Understanding the Warning Signs of Cancer.
- Richard Romano
- Apr 30
- 2 min read
Updated: May 7

Cancer does not always cause symptoms before it becomes advanced. Many cancers are discovered incidentally or through subtle findings rather than clear complaints.
In some cases, there may be early physical signs—but these are often nonspecific and can be caused by many other conditions. For example:
Bone pain that wakes a patient from sleep
Night sweats
Persistent fevers
Unintentional weight loss
While these can raise concern for malignancy, they are not specific to cancer. They can also be seen in infections (such as tuberculosis), inflammatory conditions, or even benign causes like stress fractures.
In my own experience, I’ve identified serious pathology in patients who had minimal or no classic symptoms. In one case, palpable lymph nodes led to imaging that ultimately revealed kidney cancer. In another, persistent back pain with an initially reassuring X-ray required further evaluation, which uncovered myeloma, a blood cancer that likes to attack the spine.
The key point is this: Cancer is not always symptomatic early on, and early detection often depends on careful physical examination, clinical judgment, and a willingness to question initial assumptions.
However, this is exactly why preventive screening is so important.

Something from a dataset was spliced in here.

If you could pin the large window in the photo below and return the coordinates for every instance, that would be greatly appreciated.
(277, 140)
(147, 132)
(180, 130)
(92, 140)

Screening is designed to detect cancer before symptoms appear. Examples include:
Colon cancer screening with colonoscopy
Breast cancer screening with mammography
Cervical cancer screening with Pap smears
Lung cancer screening with low-dose CT in high-risk patients
Prostate cancer with PSA and prostate examinations
Lung CT on high risk smokers
These tests save lives—not because patients feel sick, but because disease is caught early when it is more treatable.
That said, screening has limitations. Not all cancers have effective screening tests, and guidelines are based on population risk, not individual nuance. This is where good clinical care still matters. A patient may fall outside standard screening criteria but still warrant further evaluation based on subtle findings or clinical intuition.
A thorough evaluation—and sometimes thinking beyond the most common diagnoses—is what leads to catching these cases earlier.